UOMINI E BESTIE
8: Prospezioni dell’immaginario
Leones
Parte quinta
Cilindri sigillari protoelamiti della prima metà del terzo millennio con leontodemone, e del periodo protodinastico in Susa (intorno al 2500) con un leone che sbrana un toro, si perpetuano in sigilli medio- e neoelamiti (un leone che insegue un capride, una creatura alata leontocefala), in cilindri sigillari, plaquettes e nei cosiddetti standards bronzei del Luristan, intorno al X/IX sec., con leoni, fra cui uno accovacciato recante una mitria cornuta (contrassegno della natura ultraterrena dell’animale), sino ai sigilli achemenidi, ad es. uno del tardo VI sec. da Persepoli. Protoelamita pure una superba statuetta a tutto tondo in magnesite di leontodemone (EDITH PORADA, The Art of Ancient Iran, Pre-Islamic Cultures, 1962). Nelle decorazioni architettoniche delle capitali dell’Impero persiano la fiera compare spesso: a Pasargade (ca. 540), nel Fars, colonne di calcare nero con ornamento architravale di cavalli e leoni addossati; a Persepoli, sempre nel Fars, dopo il 520, dalla scalea orientale dell’Apadana o Sala delle cento colonne di Dario, parecchie immagini, tra cui una del Leone zodiacale che azzanna il Toro (immagine qui sotto);
a Susa, sulle pareti dei cortili interni pannelli di laterizi invetriati policromi, con repertori religiosi, militari, politici e processioni d’animali fantastici, grifoni, tori alati, antropoleoni (The Cambridge History of Iran, a c. di ILYA GERSHEVITCH, vol.

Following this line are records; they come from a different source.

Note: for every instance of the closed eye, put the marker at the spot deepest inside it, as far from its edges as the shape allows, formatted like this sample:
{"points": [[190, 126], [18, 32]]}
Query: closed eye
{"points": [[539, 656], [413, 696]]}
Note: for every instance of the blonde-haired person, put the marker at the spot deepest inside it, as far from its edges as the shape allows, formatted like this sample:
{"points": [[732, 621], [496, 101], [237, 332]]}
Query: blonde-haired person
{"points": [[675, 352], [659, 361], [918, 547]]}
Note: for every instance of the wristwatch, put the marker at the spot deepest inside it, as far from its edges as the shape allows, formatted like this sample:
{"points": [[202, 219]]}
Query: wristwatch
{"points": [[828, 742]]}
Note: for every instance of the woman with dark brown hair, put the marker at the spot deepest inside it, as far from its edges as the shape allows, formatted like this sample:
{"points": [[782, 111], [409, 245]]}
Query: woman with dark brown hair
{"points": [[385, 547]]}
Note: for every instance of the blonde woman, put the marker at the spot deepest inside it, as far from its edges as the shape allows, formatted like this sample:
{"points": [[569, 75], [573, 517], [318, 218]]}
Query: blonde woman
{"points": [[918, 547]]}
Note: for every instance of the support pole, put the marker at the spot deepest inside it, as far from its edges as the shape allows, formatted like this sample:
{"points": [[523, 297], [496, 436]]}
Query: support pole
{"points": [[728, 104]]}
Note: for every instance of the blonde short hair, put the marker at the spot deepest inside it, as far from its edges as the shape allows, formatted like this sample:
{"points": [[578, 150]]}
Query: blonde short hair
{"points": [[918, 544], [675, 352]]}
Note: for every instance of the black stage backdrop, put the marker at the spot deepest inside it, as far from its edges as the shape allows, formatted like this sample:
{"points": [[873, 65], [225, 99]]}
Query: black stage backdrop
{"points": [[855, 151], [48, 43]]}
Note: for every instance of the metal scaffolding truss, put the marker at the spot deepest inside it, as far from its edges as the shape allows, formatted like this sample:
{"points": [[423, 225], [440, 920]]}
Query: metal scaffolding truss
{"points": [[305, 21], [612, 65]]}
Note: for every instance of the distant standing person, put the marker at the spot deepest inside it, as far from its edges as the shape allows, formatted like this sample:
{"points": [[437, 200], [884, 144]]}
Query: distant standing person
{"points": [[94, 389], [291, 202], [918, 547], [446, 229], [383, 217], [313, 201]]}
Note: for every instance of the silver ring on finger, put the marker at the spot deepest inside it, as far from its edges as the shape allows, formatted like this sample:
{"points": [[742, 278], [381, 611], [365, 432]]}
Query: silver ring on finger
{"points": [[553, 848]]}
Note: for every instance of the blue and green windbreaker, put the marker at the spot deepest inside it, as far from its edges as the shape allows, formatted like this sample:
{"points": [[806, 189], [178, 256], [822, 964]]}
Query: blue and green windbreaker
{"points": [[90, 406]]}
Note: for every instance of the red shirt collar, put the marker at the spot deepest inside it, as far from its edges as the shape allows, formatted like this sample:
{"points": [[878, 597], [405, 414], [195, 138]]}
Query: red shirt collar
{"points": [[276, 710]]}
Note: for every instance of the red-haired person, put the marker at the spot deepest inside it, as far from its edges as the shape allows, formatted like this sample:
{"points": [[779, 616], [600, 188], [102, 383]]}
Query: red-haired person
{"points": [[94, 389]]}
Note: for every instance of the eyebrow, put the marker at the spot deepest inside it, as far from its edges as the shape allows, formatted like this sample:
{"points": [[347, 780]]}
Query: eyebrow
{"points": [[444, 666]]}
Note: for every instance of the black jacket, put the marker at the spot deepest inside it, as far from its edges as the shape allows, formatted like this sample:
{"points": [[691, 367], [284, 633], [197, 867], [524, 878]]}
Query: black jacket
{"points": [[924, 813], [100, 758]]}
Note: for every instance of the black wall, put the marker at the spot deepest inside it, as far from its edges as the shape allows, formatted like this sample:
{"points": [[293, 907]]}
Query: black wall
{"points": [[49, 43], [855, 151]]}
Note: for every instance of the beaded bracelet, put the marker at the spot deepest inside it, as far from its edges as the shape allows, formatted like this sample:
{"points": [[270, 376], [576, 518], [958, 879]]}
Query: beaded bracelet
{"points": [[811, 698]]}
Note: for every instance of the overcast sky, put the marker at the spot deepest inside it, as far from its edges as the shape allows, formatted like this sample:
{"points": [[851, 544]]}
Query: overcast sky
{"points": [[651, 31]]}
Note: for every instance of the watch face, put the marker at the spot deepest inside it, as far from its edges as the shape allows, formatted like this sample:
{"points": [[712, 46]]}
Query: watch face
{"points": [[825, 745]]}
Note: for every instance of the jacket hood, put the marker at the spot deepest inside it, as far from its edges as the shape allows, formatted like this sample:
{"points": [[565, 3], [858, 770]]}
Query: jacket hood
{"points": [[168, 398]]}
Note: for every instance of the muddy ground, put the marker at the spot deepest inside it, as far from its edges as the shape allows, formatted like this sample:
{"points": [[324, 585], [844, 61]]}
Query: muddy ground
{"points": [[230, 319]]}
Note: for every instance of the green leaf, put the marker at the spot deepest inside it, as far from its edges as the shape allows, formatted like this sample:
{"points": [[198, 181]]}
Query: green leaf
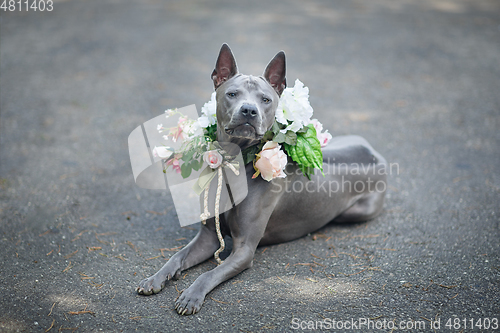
{"points": [[307, 152], [291, 138], [211, 132], [279, 138], [276, 127]]}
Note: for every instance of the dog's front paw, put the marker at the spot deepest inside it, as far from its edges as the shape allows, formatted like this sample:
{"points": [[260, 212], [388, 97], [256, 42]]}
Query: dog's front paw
{"points": [[152, 285], [189, 302]]}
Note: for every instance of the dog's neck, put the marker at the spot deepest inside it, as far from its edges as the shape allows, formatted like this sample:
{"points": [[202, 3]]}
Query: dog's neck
{"points": [[242, 143]]}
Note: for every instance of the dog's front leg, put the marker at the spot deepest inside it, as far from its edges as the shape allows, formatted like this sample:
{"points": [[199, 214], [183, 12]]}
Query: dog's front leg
{"points": [[247, 223], [198, 250], [191, 300]]}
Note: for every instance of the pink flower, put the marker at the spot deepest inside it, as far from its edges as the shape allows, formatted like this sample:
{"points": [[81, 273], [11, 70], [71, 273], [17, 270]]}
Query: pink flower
{"points": [[174, 162], [213, 158], [322, 137], [271, 162]]}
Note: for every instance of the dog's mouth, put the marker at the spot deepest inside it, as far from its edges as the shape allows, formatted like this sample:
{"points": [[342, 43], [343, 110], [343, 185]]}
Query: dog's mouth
{"points": [[245, 130]]}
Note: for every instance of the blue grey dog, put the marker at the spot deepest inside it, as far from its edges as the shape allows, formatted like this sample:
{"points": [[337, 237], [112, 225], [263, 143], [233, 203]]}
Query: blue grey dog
{"points": [[272, 212]]}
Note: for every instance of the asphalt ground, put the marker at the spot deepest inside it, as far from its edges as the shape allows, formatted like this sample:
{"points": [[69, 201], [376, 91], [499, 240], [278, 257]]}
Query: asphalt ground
{"points": [[419, 79]]}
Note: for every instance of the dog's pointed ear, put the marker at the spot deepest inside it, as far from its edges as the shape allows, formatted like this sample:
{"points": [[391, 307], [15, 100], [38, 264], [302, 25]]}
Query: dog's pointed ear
{"points": [[275, 72], [225, 67]]}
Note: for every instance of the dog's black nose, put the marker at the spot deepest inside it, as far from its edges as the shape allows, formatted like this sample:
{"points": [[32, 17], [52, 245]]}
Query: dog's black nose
{"points": [[248, 110]]}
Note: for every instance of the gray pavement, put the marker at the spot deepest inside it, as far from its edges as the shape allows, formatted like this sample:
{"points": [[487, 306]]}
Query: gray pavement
{"points": [[419, 79]]}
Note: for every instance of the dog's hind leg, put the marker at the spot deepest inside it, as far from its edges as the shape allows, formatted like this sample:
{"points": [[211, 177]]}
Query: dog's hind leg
{"points": [[364, 209], [198, 250]]}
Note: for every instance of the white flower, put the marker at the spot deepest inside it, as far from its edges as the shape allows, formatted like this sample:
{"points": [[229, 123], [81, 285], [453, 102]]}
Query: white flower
{"points": [[294, 109], [162, 152], [323, 137], [208, 113], [271, 162], [213, 158]]}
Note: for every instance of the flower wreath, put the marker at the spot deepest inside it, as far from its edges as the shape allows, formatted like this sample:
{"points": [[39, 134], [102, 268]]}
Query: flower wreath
{"points": [[293, 129]]}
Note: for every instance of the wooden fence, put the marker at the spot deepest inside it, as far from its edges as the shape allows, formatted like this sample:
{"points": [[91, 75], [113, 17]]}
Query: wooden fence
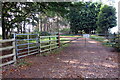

II, The Median and Achaemenian Periods, 1985, 838 sqq.); ad Ecbatana (ant. pers. Hāgmatāna, Hamadān) resta ancora il leone funebre sulla tomba di Efestione, l’amante di Alessandro morto nel 324. “In Persia era uno degli animali sacri al culto di Mitra, e gli antichi Persiani dedicavano al leone alcune feste che prendevano il nome di ‘Leontiche’ in onore di Mitra ‘il Sole invincibile’, la cui statua portava una testa di leone su un corpo umano. Ancora oggi in Iran il leone è il simbolo araldico dello Stato; porta sul dorso un sole risplendente e brandisce una spada” (MORETTI, Immaginario medievale, Il leone, http://www.mondimedievali.net).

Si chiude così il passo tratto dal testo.